Her organization has a goal of extending broadband access to 3 million people in unserved rural areas by 2022, an increase from their initial commitment of 2 million. As of January 2021, the projects extended broadband access to over 9 million people.

She testified that there is an important role the private sector and federal government can play together to close the rural digital divide. She estimates the costs to reach those who are underserved may cost between $60 billion to $80 billion. Another witness, Dr. Johnny Park who serves as the CEO of the Wabash Heartland Innovation Network, says it could cost as much as $150 billion.

Robinson says it’s important for policymakers to prioritize what is cost-effective and look at how to stretch those federal dollars as far as possible. Both Robinson and Park note that a one-size-fits-all approach is not what is needed to best meet the unique and varying needs of those seeking improved access to broadband in rural America.

During her testimony, Robinson shared that Microsoft Airband internet service providers partners use a tool kit approach to help identify what solutions work best. “This requires a technology-neutral approach to funding broadband, which affords providers the flexibility to tailor technology to the community providing broadband quickly and cost effectively and without sacrificing speed,” she said.

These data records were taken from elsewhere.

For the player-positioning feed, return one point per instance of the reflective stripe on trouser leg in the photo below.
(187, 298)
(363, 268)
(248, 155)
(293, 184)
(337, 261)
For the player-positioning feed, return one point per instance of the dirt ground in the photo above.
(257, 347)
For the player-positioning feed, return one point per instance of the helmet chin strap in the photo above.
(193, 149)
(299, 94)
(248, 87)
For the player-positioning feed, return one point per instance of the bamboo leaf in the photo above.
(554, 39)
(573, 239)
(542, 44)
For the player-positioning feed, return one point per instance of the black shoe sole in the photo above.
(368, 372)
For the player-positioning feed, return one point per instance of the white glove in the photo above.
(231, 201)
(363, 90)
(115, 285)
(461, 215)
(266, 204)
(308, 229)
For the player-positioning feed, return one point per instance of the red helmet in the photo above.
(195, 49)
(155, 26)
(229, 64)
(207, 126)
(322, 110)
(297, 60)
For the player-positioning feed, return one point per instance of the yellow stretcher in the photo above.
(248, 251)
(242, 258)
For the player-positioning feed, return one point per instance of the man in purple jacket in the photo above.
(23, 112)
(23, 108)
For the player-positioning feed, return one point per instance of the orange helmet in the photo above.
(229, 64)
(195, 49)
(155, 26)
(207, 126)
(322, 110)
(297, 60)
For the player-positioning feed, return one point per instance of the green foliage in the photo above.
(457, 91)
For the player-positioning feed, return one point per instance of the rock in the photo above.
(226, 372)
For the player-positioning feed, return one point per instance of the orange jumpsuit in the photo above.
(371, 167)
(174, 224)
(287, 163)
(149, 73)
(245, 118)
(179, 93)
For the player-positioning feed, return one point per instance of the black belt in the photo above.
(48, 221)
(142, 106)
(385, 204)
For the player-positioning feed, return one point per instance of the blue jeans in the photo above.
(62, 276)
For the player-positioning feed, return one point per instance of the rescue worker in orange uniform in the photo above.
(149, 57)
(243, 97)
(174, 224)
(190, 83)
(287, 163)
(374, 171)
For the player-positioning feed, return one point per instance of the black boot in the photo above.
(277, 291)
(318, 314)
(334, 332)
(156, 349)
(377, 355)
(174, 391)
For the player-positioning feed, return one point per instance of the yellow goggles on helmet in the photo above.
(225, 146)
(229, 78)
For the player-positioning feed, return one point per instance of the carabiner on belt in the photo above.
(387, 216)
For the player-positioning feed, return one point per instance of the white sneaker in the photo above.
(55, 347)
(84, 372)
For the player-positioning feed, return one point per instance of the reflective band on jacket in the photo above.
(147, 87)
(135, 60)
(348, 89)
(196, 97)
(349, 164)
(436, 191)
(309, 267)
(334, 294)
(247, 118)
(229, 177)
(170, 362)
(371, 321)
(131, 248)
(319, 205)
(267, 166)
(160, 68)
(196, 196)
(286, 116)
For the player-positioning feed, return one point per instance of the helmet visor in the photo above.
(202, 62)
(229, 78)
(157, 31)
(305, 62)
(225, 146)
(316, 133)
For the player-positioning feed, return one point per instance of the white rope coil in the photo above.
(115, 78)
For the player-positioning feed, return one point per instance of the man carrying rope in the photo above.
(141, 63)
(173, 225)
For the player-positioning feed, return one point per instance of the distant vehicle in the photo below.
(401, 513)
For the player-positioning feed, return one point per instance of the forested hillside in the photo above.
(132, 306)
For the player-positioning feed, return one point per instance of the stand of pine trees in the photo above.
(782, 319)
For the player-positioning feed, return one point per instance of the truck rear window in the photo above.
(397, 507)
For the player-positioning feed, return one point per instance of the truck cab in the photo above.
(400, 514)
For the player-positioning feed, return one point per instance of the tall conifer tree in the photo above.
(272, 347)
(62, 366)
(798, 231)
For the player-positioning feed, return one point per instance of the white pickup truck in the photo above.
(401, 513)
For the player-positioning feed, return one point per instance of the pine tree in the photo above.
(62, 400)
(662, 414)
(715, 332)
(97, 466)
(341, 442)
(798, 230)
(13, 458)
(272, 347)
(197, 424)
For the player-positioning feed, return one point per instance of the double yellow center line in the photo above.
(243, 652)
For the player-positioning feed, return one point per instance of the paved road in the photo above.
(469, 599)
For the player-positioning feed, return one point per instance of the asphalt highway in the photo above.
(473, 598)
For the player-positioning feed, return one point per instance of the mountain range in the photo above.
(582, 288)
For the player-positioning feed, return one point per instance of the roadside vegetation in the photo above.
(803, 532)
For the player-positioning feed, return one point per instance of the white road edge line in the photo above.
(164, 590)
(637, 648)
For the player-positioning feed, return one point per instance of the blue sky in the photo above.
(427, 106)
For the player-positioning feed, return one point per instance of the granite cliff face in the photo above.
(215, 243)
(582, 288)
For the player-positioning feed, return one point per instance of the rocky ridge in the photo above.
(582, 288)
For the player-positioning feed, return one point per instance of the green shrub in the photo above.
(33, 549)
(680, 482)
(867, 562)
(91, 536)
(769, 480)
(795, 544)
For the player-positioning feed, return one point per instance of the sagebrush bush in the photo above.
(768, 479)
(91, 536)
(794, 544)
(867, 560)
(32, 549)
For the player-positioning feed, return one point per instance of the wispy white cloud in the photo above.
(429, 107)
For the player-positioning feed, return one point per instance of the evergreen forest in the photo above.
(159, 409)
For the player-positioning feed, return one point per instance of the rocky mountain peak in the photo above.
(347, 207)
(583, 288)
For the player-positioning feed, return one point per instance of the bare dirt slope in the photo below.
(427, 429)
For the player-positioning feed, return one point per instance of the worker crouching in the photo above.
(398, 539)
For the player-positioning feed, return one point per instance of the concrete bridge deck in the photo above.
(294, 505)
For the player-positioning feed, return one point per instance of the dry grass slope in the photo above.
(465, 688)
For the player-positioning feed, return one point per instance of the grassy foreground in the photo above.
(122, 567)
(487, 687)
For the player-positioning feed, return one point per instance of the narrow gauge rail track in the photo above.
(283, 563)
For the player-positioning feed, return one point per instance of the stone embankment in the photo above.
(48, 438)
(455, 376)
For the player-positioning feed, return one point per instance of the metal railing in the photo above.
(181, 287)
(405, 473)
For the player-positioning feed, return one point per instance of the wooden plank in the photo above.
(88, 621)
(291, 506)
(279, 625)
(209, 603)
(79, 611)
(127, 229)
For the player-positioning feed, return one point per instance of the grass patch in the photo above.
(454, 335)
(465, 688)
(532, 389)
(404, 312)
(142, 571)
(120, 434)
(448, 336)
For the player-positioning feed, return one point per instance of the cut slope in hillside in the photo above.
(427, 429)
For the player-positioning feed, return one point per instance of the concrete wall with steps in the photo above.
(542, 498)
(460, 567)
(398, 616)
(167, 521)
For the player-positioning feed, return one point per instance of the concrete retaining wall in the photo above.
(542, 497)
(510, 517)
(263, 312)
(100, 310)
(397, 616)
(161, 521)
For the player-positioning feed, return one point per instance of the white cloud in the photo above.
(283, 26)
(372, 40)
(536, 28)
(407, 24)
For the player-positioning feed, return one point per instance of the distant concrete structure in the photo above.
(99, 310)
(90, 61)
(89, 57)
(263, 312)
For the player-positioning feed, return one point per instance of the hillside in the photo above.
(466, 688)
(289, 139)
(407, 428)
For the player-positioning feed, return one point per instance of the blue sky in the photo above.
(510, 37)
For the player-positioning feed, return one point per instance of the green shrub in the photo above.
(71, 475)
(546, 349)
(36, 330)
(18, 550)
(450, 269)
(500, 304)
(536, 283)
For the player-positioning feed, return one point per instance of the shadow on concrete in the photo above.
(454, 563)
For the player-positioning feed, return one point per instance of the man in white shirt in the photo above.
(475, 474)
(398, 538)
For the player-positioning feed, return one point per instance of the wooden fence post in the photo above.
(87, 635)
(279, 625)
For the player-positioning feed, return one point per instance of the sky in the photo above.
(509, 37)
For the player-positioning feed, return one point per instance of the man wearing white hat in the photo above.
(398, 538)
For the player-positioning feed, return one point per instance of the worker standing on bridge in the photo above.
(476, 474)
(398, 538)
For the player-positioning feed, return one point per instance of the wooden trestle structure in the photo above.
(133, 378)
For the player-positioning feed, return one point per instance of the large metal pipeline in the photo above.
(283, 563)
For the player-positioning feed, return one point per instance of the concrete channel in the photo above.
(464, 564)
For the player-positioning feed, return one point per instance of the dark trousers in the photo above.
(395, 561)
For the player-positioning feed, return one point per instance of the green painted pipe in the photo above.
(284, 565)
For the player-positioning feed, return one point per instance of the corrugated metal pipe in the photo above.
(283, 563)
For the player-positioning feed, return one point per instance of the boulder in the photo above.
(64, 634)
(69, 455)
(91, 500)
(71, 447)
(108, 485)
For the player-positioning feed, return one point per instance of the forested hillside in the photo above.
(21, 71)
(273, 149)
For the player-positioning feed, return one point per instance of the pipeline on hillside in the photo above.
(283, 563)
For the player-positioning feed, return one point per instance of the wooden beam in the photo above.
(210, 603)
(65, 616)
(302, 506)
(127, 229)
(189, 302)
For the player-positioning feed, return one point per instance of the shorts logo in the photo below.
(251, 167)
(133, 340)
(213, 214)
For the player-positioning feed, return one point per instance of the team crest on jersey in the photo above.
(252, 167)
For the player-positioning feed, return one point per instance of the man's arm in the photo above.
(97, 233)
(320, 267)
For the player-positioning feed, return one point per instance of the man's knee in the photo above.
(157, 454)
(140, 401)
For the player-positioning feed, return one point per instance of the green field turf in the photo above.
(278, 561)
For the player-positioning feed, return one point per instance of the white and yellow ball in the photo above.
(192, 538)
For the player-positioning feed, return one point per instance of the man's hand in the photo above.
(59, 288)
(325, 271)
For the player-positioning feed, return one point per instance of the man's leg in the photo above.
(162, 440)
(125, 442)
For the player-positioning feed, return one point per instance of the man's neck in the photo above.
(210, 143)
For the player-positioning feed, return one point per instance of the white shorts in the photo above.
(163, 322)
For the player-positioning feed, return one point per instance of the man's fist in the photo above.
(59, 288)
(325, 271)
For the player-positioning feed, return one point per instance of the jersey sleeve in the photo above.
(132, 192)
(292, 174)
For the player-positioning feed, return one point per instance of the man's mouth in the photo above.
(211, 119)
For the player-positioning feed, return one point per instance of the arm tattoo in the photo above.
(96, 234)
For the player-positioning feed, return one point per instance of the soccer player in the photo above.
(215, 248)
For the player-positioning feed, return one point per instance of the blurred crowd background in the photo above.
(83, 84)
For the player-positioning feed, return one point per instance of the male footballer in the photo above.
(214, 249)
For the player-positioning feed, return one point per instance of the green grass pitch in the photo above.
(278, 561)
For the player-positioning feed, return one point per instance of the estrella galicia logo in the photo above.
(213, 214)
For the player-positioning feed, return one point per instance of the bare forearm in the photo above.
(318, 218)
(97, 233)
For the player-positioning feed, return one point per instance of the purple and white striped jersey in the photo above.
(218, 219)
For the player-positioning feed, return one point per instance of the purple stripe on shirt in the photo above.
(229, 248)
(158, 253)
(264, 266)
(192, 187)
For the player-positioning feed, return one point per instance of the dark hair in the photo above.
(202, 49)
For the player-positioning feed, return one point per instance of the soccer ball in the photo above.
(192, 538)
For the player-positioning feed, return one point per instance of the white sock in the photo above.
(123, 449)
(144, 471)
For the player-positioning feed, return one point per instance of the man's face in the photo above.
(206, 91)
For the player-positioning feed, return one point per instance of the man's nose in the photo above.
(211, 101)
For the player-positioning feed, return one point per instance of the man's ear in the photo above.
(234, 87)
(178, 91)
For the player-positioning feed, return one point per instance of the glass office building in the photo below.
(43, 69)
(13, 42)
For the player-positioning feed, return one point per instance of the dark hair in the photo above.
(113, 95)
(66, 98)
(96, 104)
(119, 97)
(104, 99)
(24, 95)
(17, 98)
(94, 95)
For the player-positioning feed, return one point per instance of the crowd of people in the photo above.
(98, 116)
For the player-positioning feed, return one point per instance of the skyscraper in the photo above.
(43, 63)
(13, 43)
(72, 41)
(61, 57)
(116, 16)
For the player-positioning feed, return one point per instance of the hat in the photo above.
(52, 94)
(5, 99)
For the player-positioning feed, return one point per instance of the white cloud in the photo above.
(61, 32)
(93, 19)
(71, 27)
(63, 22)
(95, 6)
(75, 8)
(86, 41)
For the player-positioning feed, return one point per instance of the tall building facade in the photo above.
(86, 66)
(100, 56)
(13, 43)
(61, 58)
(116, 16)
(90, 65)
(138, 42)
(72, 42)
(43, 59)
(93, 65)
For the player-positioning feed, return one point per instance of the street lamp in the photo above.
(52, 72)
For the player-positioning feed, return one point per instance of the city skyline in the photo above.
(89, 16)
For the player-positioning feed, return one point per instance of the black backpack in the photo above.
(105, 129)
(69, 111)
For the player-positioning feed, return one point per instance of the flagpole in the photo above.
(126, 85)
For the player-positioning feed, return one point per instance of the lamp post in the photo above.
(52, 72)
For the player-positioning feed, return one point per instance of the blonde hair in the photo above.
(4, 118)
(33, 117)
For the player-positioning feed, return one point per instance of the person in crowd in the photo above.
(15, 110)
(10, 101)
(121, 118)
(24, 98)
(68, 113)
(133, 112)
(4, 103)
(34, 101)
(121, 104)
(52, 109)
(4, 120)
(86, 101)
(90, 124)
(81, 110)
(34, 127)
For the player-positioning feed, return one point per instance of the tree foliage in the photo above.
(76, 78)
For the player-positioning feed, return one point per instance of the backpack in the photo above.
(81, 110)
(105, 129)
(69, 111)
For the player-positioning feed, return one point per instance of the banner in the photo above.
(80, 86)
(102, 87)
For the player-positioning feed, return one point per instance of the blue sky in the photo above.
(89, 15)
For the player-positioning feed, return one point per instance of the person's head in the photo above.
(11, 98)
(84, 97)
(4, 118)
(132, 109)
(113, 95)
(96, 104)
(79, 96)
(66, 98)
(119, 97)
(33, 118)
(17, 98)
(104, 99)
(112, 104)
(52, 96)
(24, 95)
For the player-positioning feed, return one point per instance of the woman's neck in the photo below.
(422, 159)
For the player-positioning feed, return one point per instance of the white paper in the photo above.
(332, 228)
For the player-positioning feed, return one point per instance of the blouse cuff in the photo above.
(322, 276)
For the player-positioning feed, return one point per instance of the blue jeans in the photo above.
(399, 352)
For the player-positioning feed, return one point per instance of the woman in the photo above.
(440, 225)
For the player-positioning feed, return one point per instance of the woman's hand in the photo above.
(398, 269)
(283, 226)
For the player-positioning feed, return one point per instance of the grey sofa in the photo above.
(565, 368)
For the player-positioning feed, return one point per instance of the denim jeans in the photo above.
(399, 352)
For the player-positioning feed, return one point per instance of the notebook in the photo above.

Robinson said although fiber is the gold standard in terms of speed, it is also expensive. Ensuring technology neutrality allows for the best solutions.  Park adds that fiber is reliable, but also costly and takes time. It’s important to think about how other technologies can complement broadband technology that can be rapidly deployed, as well as technology that will meet the future needs.

Scott asked what would be needed to provide access to the 24 million needing internet service by December 2021. The witnesses all discussed the need for improved understanding of where existing gaps exist in underserved areas.  

Jennifer Prather, vice president and general manager of Totelcom Communications in Texas and on behalf of the Rural Broadband Association, says state and local organizations and governments can help in greater understanding of the underserved areas by providing more granular information. Other challenges also come with money at the FCC allocated for updating maps and servicing underserved areas not going out the door. ReConnect funds also have stalled.

In his opening comments, Thompson renewed his request to the Appropriations Committee to move past the ReConnect Pilot Program and finally fund the programs which the committee wrote together in the last farm bill. “ReConnect has served its purpose and now it’s time to deliver on the policies and programs we promised the American people two long years ago,” he said.

Robinson said Microsoft usage data also shows there is gaps from what the FCC numbers suggest. In order for work to happen quickly, it’s crucial to know where those gaps actually exist.

Tim Johnson, CEO of OEConnect, LLC and Otsego Electric Cooperative, says he knows where some of those gaps are and are submitting that information and data to the FCC to assist in their process of data mapping. OEC is part of a broader electric cooperative industry, represented by the National Rural Electric Cooperative Association that serves one in eight Americans and covers 56% of the U.S. landmass.

OEC was awarded just over $7 million under the FCC Rural Development Opportunity Fund to extend service into more areas. He testified that they’ve been inundated with requests for service beyond their territory since the start of the pandemic. “We need more flexible funding as the job is not done in our area and is desperately needed right now,” he testified.